BWW Review: ONLY FOOLS! THE CUSHTY DINING EXPERIENCE, Imagination Workshop
The iconic BBC sitcom Only Fools and Horses enjoys almost universal adoration. Audiences both young and old will regularly return to some of its most iconic episodes for a moment of comic relief.
In the latest immersive venture from Interactive Theatre International, the audience are are invited into The Nags Head for a pub quiz with a twist.
Hosted by all our favourite characters from the classic TV programme, this dining experience is one that audiences will be sure never to forget.
The scene is set in the cloakroom, as loveable rogue Del Boy Trotter is trying to flog his 'genuine' gold watches to a captive audience. As the the group of enthusiastic quiz-goers is led into the pub, set in a function room of Edinburgh's The Principal, the fun and farce never ceases.
Led by the hugely talented Nick Moon as Del Boy, audiences have the chance to interact with their favourite characters. The narrative weaves in plenty of familiar moments from the show's immense back catalogue, but does keep the storyline fresh.

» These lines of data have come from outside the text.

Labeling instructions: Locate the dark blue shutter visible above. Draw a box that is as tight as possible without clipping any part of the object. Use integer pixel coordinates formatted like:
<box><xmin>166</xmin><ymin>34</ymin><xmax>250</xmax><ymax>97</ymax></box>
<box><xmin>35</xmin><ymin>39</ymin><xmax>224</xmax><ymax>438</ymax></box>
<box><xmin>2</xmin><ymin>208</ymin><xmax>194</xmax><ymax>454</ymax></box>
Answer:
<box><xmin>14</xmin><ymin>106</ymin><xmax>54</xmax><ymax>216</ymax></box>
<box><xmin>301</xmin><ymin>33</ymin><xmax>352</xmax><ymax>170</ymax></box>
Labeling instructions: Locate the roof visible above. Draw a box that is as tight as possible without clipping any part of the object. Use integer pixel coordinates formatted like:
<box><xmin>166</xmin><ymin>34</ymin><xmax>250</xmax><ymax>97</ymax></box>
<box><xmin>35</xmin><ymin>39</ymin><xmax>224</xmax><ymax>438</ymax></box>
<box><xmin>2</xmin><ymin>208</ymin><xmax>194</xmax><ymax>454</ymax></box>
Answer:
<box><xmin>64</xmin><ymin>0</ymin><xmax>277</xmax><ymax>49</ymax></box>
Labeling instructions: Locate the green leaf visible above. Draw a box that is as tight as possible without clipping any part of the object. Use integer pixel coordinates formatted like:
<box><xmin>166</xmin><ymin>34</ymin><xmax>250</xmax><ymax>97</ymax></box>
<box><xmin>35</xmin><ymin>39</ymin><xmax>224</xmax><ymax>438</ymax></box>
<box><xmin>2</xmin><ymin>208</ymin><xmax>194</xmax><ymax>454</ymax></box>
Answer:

Moon himself could easily be mistaken for the real deal - his stature, mannerisms and cheeky charm are astounding. Del Boy's madcap sense of entrepreneurialism really does live on in this delightful homage to the dodgy dealer.
Lawrence Watling gives a solid Rodney and Catherine Mary delivers an excellent Cassandra and a totally brilliant Marlene. Daniel Hope covers a range of characters too, but delights most of all as Trigger - complete with broom in hand.
You'd be forgiven for thinking the show was an official extension of the BBC TV programme; it is, in fact, rather an homage to the programme, which might explain why we don't actually hear some of the most famous catchphrases. However, this doesn't detract from an otherwise hugely entertaining evening out.
Of course, a big part of the experience is the dining element. Although tomato soup and a hearty heaping of bangers and mash is offered up, dessert is rather a disappointment - a mass-produced slither of chocolate cake that is hastily planted on the table two hours after the show begins.
While those who have time to sit and enjoy coffee and cake won't be fussed, timing is everything at the Edinburgh Festival Fringe - a two-hour slotted dining experience that doesn't factor in dessert is problematic for those with other shows booked or trains to catch.
In the time that the show has, there is really no need for the latter part to appear quite so rushed against an otherwise incredibly well-considered event.
This aside, Only Fools is a belly-filling, rib-tickling experience that is sure to delight fans of the show as much as those not familiar with the sitcom.
For a Fringe debut, it is hard to land on your feet as assuredly as Only Fools has done. This is certain to be a more permanent fixture of the Edinburgh Fringe as part of an already hugely successful programme from Interactive Theatre International.